Par un courriel transmis au greffe de la chambre du contentieux des étrangers de la cour d’appel d’Orléans le 31 mars 2026 à 10h48, la préfecture du Loir-et-Cher a interjeté appel de cette décision.
Par courriel transmis au greffe de la chambre du contentieux des étrangers de la cour d’appel d’Orléans le 30 mars 2026 à 18h16, le procureur de la République près le tribunal judiciaire d’Orléans a interjeté appel de cette décision avec demande d’effet suspensif.
Par ordonnance du 31 mars 2026 rendue à 13h30, la cour d’appel d’Orléans a déclaré suspensif l’appel du procureur de la République et ordonné le maintien de M. [W] [A] à la disposition de la justice jusqu’à ce qu’il soit statué au fond à l’audience du 1er avril 2026 à 14 heures.
Moyens des parties :
Dans sa déclaration d’appel, le procureur de la République près le tribunal judiciaire d’Orléans sollicite l’infirmation de l’ordonnance ayant mis fin à la rétention administrative de M. [W] [A] en relevant que le juge du tribunal judiciaire d’Orléans a ajouté à la loi des conditions non prévues en considérant que la préfecture était tenue de réaliser des diligences préalablement au placement en rétention administrative.
Dans sa déclaration d’appel, la préfecture du Loir-et-Cher sollicite l’infirmation de l’ordonnance ayant mis fin à la rétention administrative de M. [W] [A].
A l’audience devant la cour d’appel, le ministère public reprend les réquisitions du procureur de la République près le tribunal judiciaire d’Orléans.
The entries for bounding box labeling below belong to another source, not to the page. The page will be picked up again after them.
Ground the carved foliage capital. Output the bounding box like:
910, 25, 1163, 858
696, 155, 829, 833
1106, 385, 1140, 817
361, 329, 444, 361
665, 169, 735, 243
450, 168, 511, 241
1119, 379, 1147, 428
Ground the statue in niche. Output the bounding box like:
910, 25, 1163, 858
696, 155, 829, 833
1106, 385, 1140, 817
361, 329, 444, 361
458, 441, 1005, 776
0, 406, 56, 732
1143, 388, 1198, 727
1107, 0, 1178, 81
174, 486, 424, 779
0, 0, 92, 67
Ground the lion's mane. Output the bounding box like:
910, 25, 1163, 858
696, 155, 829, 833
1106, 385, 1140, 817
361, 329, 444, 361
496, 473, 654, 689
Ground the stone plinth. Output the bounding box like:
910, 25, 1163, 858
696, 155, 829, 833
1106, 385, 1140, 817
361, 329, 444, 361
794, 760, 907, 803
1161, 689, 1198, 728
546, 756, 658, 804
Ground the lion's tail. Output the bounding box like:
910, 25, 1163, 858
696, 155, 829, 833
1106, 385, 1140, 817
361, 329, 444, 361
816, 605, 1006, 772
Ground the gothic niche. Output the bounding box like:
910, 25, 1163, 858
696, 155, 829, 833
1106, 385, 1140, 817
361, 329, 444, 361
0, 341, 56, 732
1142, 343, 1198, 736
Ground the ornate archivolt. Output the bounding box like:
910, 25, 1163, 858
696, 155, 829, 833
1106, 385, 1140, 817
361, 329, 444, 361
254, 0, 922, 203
A l’audience, M. [W] [A] reprend les moyens suivants soulevés devant le juge de première instance :
La légalité de l’arrêté de placement en rétention administrative,
La contestation de l’arrête de placement en raison d’une erreur manifeste d’appréciation de la situation de l’intéressé,
Le défaut de diligences
Réponse aux moyens :
Sur la légalité de l’arrêté de placement en rétention administrative
Conformément aux dispositions de l’article L. 741-1 du CESEDA « L’autorité administrative peut placer en rétention, pour une durée de quarante-huit heures, l’étranger qui se trouve dans l’un des cas prévus à l’article L. 731-1' ».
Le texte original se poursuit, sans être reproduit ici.